OK. I’ll end it there. I don’t know if we’ll be geocaching tomorrow. We didn’t today because Tim had to spend the morning in the office and then Hunter had his friends over. It’s supposed to be a high of only 23 degrees tomorrow, and that’s pretty chilly!

Hope everyone is well. Take care and be safe.

Yo

P.S. Will post pictures tomorrow!

HOLD IT! Sit back down, please. As I was saving pictures from camera to computer, the step before uploading them to my website slide show and writing something about each of them (just so all you know the steps I take because I want to) I come across a picture I took of my TV remote control. Why, do you ask? Well, I forgot to tell you about the incident with the remote until I saw the picture. I have since replaced the remote and have added the time to the growing list of things I probably won't forget.

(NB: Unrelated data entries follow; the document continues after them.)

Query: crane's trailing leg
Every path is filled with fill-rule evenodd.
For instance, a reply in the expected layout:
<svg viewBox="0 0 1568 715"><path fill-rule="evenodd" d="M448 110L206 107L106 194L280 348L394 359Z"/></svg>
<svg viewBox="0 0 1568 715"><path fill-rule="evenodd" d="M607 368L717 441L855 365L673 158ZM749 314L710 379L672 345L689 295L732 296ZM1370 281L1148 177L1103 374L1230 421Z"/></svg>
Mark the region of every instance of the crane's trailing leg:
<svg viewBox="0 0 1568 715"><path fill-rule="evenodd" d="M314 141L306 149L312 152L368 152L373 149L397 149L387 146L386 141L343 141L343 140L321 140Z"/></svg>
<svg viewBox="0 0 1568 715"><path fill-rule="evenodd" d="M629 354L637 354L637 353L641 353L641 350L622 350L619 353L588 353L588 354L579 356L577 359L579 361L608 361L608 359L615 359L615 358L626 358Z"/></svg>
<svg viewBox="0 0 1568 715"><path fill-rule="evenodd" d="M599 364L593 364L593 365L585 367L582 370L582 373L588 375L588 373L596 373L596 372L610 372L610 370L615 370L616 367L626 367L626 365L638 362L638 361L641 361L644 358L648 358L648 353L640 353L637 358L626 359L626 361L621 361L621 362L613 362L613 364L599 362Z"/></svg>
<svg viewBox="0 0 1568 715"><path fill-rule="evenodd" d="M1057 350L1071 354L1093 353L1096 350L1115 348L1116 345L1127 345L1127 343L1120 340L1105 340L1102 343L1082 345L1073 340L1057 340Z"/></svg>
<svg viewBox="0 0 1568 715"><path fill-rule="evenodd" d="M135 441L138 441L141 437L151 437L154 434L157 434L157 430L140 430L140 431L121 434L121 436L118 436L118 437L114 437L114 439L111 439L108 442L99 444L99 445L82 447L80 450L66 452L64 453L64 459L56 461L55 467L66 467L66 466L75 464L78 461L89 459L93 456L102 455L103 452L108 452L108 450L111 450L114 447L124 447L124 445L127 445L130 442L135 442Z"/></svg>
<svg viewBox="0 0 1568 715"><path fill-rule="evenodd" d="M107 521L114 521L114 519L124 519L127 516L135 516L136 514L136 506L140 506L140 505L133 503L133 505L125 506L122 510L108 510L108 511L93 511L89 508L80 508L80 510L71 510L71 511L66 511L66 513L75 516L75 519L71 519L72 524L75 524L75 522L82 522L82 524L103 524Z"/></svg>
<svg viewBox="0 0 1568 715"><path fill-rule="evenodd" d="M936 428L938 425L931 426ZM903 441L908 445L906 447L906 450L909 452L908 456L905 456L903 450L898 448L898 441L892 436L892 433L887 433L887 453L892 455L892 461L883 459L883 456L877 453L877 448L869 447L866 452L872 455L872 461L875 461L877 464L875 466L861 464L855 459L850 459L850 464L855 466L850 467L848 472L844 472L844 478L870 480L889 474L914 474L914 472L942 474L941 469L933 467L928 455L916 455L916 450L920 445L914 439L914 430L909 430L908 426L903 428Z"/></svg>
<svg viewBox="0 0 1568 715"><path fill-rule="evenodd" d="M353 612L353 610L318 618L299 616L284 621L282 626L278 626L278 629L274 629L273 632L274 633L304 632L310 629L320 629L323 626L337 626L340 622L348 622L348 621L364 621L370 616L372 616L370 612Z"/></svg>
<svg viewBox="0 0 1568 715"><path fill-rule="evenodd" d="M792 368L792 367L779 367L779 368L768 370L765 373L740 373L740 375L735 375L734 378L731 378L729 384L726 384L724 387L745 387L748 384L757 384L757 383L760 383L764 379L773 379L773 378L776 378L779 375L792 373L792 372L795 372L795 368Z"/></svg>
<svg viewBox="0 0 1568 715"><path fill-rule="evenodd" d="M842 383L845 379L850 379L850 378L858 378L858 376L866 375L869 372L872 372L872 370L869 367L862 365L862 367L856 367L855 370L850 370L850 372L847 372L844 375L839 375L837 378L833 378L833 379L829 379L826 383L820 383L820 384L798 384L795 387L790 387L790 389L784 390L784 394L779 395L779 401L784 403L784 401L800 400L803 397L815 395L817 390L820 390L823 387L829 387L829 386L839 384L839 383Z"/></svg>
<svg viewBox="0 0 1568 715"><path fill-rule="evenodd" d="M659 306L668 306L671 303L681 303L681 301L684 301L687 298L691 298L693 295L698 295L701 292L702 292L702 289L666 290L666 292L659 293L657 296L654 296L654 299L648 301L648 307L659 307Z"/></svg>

It was supposed to be quiet time. Bryce was done for his nap and I told Dev he could watch Dora the Explorer as long as he stayed on the couch, underneath his blanket with Kit. I then went downstairs to run on the treadmill. I heard some rumbling and thudding from above and knew what it meant. Devin wasn't sleeping, in fact he was playing with Knight and they were shaking the house. I sighed and finished what I was doing, ignorantly thinking the worse Devin was doing was getting dog slime on his hands and the couch from throwing a tennis ball that keeps magically appearing when I will testify with my right hand on the Bible that I had put that darn thing back outside!

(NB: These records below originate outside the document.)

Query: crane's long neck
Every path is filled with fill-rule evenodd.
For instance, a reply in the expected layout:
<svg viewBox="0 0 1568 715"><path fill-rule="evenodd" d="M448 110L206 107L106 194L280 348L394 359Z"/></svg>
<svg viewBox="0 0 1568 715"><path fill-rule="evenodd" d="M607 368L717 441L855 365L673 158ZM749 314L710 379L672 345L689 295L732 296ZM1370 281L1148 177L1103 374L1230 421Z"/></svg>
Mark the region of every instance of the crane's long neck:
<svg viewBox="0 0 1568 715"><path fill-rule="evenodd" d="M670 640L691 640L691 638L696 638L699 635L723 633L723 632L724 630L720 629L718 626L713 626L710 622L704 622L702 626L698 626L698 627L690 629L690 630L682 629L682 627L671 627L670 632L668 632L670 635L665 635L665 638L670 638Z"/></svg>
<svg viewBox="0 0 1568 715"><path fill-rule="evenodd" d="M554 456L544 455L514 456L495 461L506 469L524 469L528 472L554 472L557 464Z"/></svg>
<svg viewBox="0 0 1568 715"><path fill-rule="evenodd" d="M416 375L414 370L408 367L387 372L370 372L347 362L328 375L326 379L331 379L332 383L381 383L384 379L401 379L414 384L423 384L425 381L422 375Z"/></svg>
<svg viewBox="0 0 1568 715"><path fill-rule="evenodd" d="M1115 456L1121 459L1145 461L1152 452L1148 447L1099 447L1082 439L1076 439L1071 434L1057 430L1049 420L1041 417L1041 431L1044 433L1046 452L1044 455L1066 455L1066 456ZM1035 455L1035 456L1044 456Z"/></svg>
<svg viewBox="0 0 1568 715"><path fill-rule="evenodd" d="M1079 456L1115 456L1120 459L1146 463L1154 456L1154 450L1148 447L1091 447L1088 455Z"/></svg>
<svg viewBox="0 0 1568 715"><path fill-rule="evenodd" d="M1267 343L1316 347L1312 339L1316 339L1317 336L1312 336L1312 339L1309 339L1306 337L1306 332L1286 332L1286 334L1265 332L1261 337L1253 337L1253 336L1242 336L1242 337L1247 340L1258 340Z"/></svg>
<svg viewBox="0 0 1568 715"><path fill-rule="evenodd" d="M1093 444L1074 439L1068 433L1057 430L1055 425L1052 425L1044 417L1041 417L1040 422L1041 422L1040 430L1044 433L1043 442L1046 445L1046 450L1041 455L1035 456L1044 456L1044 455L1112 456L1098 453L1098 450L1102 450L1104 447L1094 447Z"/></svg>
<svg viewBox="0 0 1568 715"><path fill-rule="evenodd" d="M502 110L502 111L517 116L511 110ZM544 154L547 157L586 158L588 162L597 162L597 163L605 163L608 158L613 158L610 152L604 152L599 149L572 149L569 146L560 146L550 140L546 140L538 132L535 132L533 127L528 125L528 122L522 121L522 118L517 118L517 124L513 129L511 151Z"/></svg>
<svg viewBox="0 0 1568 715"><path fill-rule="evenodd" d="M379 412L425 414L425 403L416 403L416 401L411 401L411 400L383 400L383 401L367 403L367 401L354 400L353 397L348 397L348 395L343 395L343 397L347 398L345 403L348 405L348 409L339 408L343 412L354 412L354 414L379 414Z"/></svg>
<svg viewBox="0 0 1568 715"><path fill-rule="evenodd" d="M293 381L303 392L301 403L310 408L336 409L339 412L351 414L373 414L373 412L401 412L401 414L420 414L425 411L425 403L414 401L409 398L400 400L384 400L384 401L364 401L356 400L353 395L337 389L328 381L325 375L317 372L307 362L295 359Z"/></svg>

I slowly climbed all fourteen of my steps and found a very happy black lab on his belly with his tongue lolling out. In his eyes you could see the happiness a game of fetch was for him, and between his paws there wasn't that greyish, grimey, slobbery ball, but my remote control!

Tim has taught Knight many things on top of the training received as a bird dog. Some of the useful things (to the man of the house) are; to retrieve a golf ball hit in the back yard, fetch a piece of wood for the stove upstairs, open the refridgerator door and bring a bottle of beer to the master and, the point I'm getting to is, find and bring the TV remote to the lazy person in the recliner.

So Knight knows he has permission to fetch that silver oblong thing at least once. Here comes the little master and tells Knight to fetch it once, twice, three...four...?? Who knows how many times that needed piece of equipment went from little hand to sharp teeth. I can tell ya it was enough to eject the four AAA batteries, which thankfully were not ingested by our 85 pound knot head, but enough damage was done that I had to work at putting the batteries back into place. It might have been all the teeth marks, or could have been the slobber, but whatever it was it was sufficient to retire the remote to the trash can.

When I told Devin that the TV remote control was not a doggie toy, I got the big eyed look and an, I'm sorry, mama. Ah, well. Nothing broken but some TV time, and we could all do with a little less of that.